# Falx by Fein multitool blade. Any real experience?



## Ig Odin (Dec 6, 2014)

Comrades, has anyone used the Falx by Fein blade for multitools?
http://www.falx.ca/
Are you impressed? I've seen promovideos, yes *they* are impressive indeed, they're meant to be so. But everyday practice, perhaps, differs. So far, I've not seen real users opinions. Any feed back on this blade will be appreciated.


----------



## jschaben (Apr 1, 2010)

Ig Odin said:


> Comrades, has anyone used the Falx by Fein blade for multitools?
> http://www.falx.ca/
> Are you impressed? I've seen promovideos, yes *they* are impressive indeed, they're meant to be so. But everyday practice, perhaps, differs. So far, I've not seen real users opinions. Any feed back on this blade will be appreciated.


 Never heard of them before but I am interested... or, at least would be if I could get some. It seems they are only offered through Canadian FEIN dealers. Couldn't find a site for internet sales.


----------



## Ig Odin (Dec 6, 2014)

jschaben said:


> Never heard of them before but I am interested... or, at least would be if I could get some. It seems they are only offered through Canadian FEIN dealers. Couldn't find a site for internet sales.

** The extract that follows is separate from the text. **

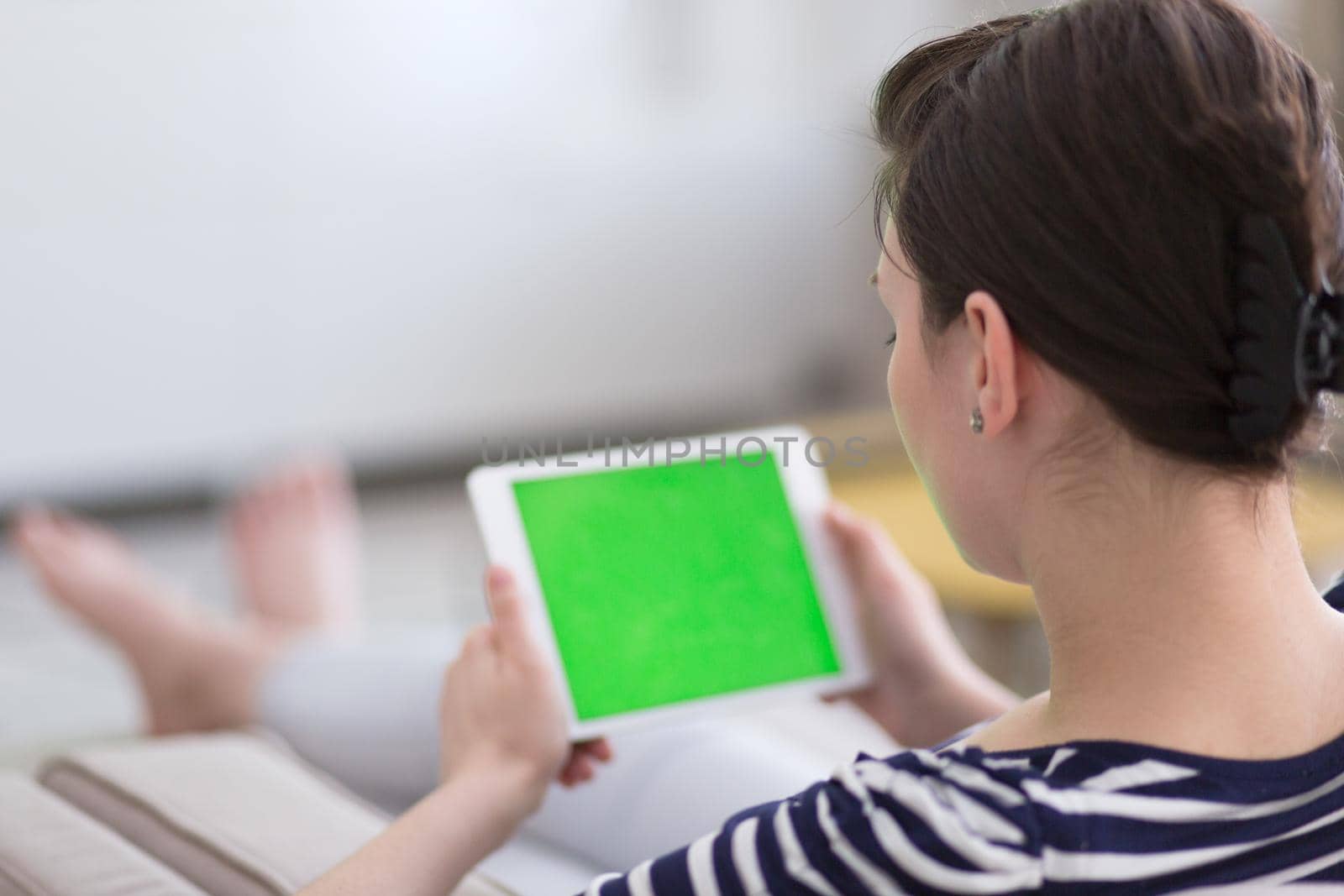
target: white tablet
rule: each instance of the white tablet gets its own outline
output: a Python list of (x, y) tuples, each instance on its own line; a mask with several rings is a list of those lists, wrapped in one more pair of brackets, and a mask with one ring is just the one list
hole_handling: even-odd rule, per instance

That's what makes me wonder. The Falx by Fein makes a promissing "headaway-thing", and... no response from those whom this thing is intended for... Another issue is why they reserved it for Canadinan dealers only. No need to rise the sales?
Well, anyway, thank you for the prompt answer. :smile:


----------



## jschaben (Apr 1, 2010)

Ig Odin said:


> That's what makes me wonder. The Falx by Fein makes a promissing "headaway-thing", and... no response from those whom this thing is intended for... Another issue is why they reserved it for Canadinan dealers only. No need to rise the sales?
> Well, anyway, thank you for the prompt answer. :smile:


I guess I can understand if they are simply test marketing a new product. They would want some marketing data before going into a full production mode. Just keep an eye out for some actual user review information.:smile:


----------



## Ig Odin (Dec 6, 2014)

jschaben said:


> I guess I can understand if they are simply test marketing a new product. They would want some marketing data before going into a full production mode. Just keep an eye out for some actual user review information.:smile:


Well, if it's so, then let's wait and see. :smile:


----------